Free from pressing financial obligations, he devoted himself entirely to his work. In 1898, he moved into a new studio, built by his father, where he produced still-lifes, portraits and nudes. He also worked in plein aire for some time, when he was flirting with impressionism. Later, he travelled extensively, visiting the Low Countries in 1903 and England in 1910. In 1904, he began to experiment with brighter patches of color; perhaps influenced by Cézanne and the Fauvists or his friends Giovanni Giacometti and Cuno Amiet. He showed his work at numerous exhibitions until around 1920, when he stopped painting to focus on his membership and executive positions in numerous art associations. During this time, he still did colored pencil drawings while otherwise unoccupied.

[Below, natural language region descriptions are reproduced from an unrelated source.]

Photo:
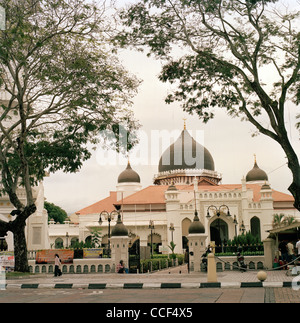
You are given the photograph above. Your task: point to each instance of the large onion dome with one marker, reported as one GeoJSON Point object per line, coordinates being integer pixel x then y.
{"type": "Point", "coordinates": [186, 153]}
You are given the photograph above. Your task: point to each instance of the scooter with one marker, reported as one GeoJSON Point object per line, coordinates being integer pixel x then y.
{"type": "Point", "coordinates": [204, 262]}
{"type": "Point", "coordinates": [204, 259]}
{"type": "Point", "coordinates": [241, 262]}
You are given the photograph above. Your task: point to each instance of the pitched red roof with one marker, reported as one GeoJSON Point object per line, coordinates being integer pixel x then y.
{"type": "Point", "coordinates": [106, 204]}
{"type": "Point", "coordinates": [155, 194]}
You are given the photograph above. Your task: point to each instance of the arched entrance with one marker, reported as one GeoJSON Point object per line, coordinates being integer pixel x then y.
{"type": "Point", "coordinates": [154, 242]}
{"type": "Point", "coordinates": [255, 226]}
{"type": "Point", "coordinates": [219, 233]}
{"type": "Point", "coordinates": [134, 256]}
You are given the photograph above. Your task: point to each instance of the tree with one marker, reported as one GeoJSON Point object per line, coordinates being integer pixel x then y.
{"type": "Point", "coordinates": [63, 86]}
{"type": "Point", "coordinates": [55, 212]}
{"type": "Point", "coordinates": [227, 49]}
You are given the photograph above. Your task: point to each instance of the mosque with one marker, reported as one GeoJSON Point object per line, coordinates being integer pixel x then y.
{"type": "Point", "coordinates": [163, 212]}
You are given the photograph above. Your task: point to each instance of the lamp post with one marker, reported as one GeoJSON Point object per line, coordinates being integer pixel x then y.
{"type": "Point", "coordinates": [242, 228]}
{"type": "Point", "coordinates": [67, 239]}
{"type": "Point", "coordinates": [235, 224]}
{"type": "Point", "coordinates": [218, 213]}
{"type": "Point", "coordinates": [172, 229]}
{"type": "Point", "coordinates": [151, 227]}
{"type": "Point", "coordinates": [108, 216]}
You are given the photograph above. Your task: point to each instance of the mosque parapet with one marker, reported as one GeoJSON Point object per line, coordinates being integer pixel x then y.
{"type": "Point", "coordinates": [186, 176]}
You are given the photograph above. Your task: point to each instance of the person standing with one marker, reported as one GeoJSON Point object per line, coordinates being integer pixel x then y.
{"type": "Point", "coordinates": [290, 248]}
{"type": "Point", "coordinates": [298, 247]}
{"type": "Point", "coordinates": [121, 267]}
{"type": "Point", "coordinates": [57, 270]}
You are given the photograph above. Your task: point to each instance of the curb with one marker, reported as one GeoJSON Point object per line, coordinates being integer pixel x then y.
{"type": "Point", "coordinates": [150, 285]}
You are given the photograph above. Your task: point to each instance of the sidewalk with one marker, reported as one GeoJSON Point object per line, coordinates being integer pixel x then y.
{"type": "Point", "coordinates": [170, 278]}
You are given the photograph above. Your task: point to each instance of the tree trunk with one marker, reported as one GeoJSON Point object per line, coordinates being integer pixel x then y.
{"type": "Point", "coordinates": [20, 248]}
{"type": "Point", "coordinates": [294, 166]}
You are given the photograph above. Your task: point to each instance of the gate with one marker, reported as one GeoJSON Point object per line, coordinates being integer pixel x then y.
{"type": "Point", "coordinates": [134, 257]}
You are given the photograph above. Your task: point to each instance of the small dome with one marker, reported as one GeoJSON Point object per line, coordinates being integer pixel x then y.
{"type": "Point", "coordinates": [196, 226]}
{"type": "Point", "coordinates": [186, 153]}
{"type": "Point", "coordinates": [129, 175]}
{"type": "Point", "coordinates": [172, 187]}
{"type": "Point", "coordinates": [266, 187]}
{"type": "Point", "coordinates": [256, 174]}
{"type": "Point", "coordinates": [119, 229]}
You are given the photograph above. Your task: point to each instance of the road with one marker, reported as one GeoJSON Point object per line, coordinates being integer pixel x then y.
{"type": "Point", "coordinates": [169, 296]}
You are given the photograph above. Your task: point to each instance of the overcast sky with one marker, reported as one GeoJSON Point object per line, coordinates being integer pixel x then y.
{"type": "Point", "coordinates": [228, 140]}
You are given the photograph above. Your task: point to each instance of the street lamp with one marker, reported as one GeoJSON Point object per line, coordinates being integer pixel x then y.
{"type": "Point", "coordinates": [67, 239]}
{"type": "Point", "coordinates": [108, 216]}
{"type": "Point", "coordinates": [151, 227]}
{"type": "Point", "coordinates": [242, 228]}
{"type": "Point", "coordinates": [235, 224]}
{"type": "Point", "coordinates": [218, 213]}
{"type": "Point", "coordinates": [172, 229]}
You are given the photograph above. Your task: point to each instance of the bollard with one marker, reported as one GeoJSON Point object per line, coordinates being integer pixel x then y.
{"type": "Point", "coordinates": [211, 269]}
{"type": "Point", "coordinates": [261, 275]}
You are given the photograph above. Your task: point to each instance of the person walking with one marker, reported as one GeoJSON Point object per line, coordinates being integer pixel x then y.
{"type": "Point", "coordinates": [298, 248]}
{"type": "Point", "coordinates": [290, 248]}
{"type": "Point", "coordinates": [121, 267]}
{"type": "Point", "coordinates": [57, 262]}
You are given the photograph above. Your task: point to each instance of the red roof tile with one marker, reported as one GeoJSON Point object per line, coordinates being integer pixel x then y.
{"type": "Point", "coordinates": [106, 204]}
{"type": "Point", "coordinates": [155, 194]}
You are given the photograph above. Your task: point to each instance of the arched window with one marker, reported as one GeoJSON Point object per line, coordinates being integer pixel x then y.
{"type": "Point", "coordinates": [59, 243]}
{"type": "Point", "coordinates": [255, 227]}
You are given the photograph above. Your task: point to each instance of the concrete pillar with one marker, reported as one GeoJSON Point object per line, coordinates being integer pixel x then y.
{"type": "Point", "coordinates": [211, 269]}
{"type": "Point", "coordinates": [196, 250]}
{"type": "Point", "coordinates": [119, 250]}
{"type": "Point", "coordinates": [269, 252]}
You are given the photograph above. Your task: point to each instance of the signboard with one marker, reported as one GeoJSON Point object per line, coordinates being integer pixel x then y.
{"type": "Point", "coordinates": [48, 256]}
{"type": "Point", "coordinates": [7, 260]}
{"type": "Point", "coordinates": [92, 252]}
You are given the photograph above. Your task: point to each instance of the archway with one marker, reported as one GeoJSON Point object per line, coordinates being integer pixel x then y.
{"type": "Point", "coordinates": [219, 233]}
{"type": "Point", "coordinates": [156, 242]}
{"type": "Point", "coordinates": [255, 227]}
{"type": "Point", "coordinates": [59, 243]}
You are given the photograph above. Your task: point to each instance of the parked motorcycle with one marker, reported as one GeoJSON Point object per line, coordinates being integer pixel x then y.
{"type": "Point", "coordinates": [204, 259]}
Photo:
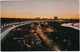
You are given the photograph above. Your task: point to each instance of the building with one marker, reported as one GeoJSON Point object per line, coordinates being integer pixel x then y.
{"type": "Point", "coordinates": [37, 17]}
{"type": "Point", "coordinates": [55, 18]}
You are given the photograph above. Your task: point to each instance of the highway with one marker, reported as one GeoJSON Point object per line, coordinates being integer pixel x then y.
{"type": "Point", "coordinates": [48, 41]}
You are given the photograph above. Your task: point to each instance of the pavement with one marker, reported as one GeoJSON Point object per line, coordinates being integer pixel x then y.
{"type": "Point", "coordinates": [48, 41]}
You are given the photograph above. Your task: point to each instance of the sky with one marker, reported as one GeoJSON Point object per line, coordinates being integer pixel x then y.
{"type": "Point", "coordinates": [40, 8]}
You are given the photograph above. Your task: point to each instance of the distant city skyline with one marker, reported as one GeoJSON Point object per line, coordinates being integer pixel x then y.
{"type": "Point", "coordinates": [65, 9]}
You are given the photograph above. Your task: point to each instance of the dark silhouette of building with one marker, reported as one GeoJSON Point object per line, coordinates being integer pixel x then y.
{"type": "Point", "coordinates": [37, 17]}
{"type": "Point", "coordinates": [55, 18]}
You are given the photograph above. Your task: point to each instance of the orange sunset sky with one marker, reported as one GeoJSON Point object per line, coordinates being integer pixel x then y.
{"type": "Point", "coordinates": [40, 8]}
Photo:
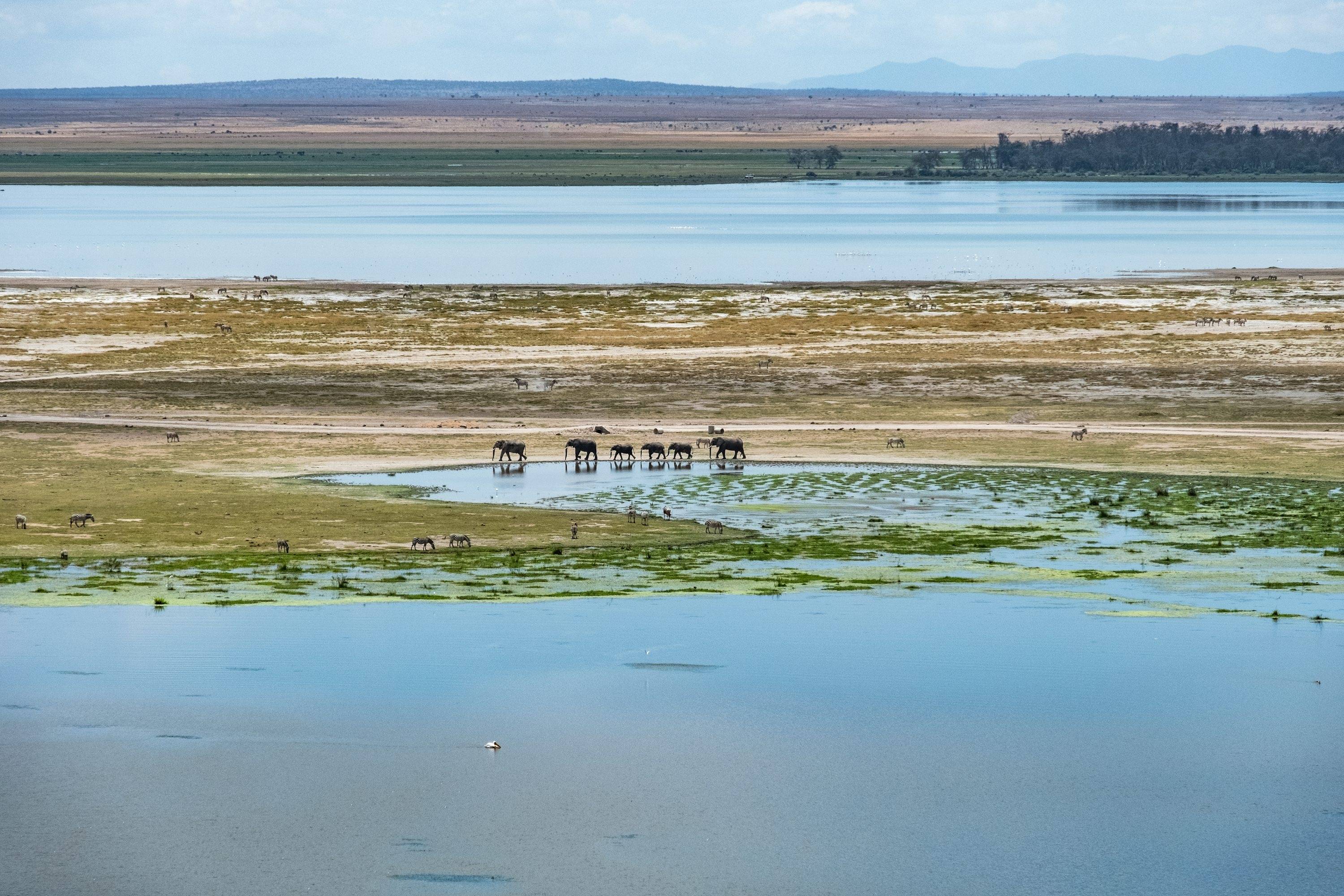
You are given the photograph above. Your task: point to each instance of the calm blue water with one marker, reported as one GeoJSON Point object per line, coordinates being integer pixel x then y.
{"type": "Point", "coordinates": [830, 743]}
{"type": "Point", "coordinates": [737, 233]}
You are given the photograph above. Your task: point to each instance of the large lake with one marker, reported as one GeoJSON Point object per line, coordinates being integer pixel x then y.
{"type": "Point", "coordinates": [738, 233]}
{"type": "Point", "coordinates": [815, 743]}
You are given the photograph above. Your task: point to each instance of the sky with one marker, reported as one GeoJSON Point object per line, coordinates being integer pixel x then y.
{"type": "Point", "coordinates": [69, 43]}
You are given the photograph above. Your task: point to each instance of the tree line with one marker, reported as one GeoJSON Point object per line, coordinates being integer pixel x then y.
{"type": "Point", "coordinates": [820, 158]}
{"type": "Point", "coordinates": [1171, 150]}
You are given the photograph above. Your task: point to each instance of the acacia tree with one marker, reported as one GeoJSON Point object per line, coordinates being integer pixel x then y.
{"type": "Point", "coordinates": [830, 156]}
{"type": "Point", "coordinates": [926, 160]}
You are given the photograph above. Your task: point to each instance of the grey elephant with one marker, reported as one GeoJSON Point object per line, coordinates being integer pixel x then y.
{"type": "Point", "coordinates": [719, 444]}
{"type": "Point", "coordinates": [508, 449]}
{"type": "Point", "coordinates": [584, 449]}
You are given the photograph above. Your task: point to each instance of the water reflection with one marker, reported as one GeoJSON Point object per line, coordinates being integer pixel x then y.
{"type": "Point", "coordinates": [826, 743]}
{"type": "Point", "coordinates": [1205, 203]}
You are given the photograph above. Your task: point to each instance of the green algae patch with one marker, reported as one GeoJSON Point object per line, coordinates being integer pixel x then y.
{"type": "Point", "coordinates": [1151, 613]}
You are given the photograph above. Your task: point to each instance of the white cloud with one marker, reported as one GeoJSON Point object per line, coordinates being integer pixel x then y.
{"type": "Point", "coordinates": [808, 13]}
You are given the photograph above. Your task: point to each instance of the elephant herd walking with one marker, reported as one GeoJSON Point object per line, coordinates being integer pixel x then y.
{"type": "Point", "coordinates": [721, 448]}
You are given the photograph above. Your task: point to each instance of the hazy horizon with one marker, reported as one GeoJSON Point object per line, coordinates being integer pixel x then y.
{"type": "Point", "coordinates": [88, 43]}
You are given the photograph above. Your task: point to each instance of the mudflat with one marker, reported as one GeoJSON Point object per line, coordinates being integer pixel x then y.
{"type": "Point", "coordinates": [1198, 375]}
{"type": "Point", "coordinates": [556, 140]}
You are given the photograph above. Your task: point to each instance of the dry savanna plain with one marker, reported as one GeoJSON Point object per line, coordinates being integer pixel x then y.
{"type": "Point", "coordinates": [549, 140]}
{"type": "Point", "coordinates": [264, 388]}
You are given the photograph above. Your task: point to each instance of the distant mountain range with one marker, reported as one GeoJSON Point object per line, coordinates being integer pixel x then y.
{"type": "Point", "coordinates": [1233, 72]}
{"type": "Point", "coordinates": [292, 89]}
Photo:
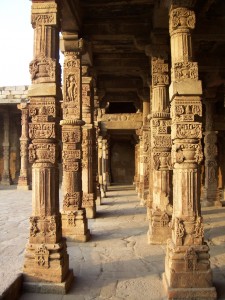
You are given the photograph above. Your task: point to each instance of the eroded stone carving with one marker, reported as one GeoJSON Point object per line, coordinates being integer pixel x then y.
{"type": "Point", "coordinates": [45, 240]}
{"type": "Point", "coordinates": [187, 254]}
{"type": "Point", "coordinates": [74, 222]}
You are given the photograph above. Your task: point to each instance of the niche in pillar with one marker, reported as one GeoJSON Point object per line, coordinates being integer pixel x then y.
{"type": "Point", "coordinates": [122, 162]}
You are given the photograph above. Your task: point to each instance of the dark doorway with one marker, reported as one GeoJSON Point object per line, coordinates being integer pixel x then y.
{"type": "Point", "coordinates": [122, 162]}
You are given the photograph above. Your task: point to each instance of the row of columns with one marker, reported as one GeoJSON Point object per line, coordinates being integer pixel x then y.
{"type": "Point", "coordinates": [187, 263]}
{"type": "Point", "coordinates": [174, 179]}
{"type": "Point", "coordinates": [46, 258]}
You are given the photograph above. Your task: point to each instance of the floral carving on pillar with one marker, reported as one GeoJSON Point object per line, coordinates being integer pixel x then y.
{"type": "Point", "coordinates": [24, 180]}
{"type": "Point", "coordinates": [211, 193]}
{"type": "Point", "coordinates": [161, 206]}
{"type": "Point", "coordinates": [187, 263]}
{"type": "Point", "coordinates": [45, 240]}
{"type": "Point", "coordinates": [88, 201]}
{"type": "Point", "coordinates": [73, 213]}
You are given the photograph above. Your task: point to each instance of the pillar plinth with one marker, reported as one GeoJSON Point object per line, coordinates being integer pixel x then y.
{"type": "Point", "coordinates": [46, 264]}
{"type": "Point", "coordinates": [187, 266]}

After 1915, he was a member of the Federal Art Commission and served as its Vice-President from 1923 until his death. He was an indefatigable promoter of modern art in every position he held. Following World War I, the Federal Council commissioned him to oversee importing art works into Switzerland. This also became a lifelong assignment.

Much of his work is in private hands, but his estate is retained by the Stiftung Righini Fries of Zürich, established by Hanny Fries and her husband Beno Blumenstein (1924–2010). Some paintings are also to be seen at the Kunstmuseum Solothurn and the Kunsthaus Zürich.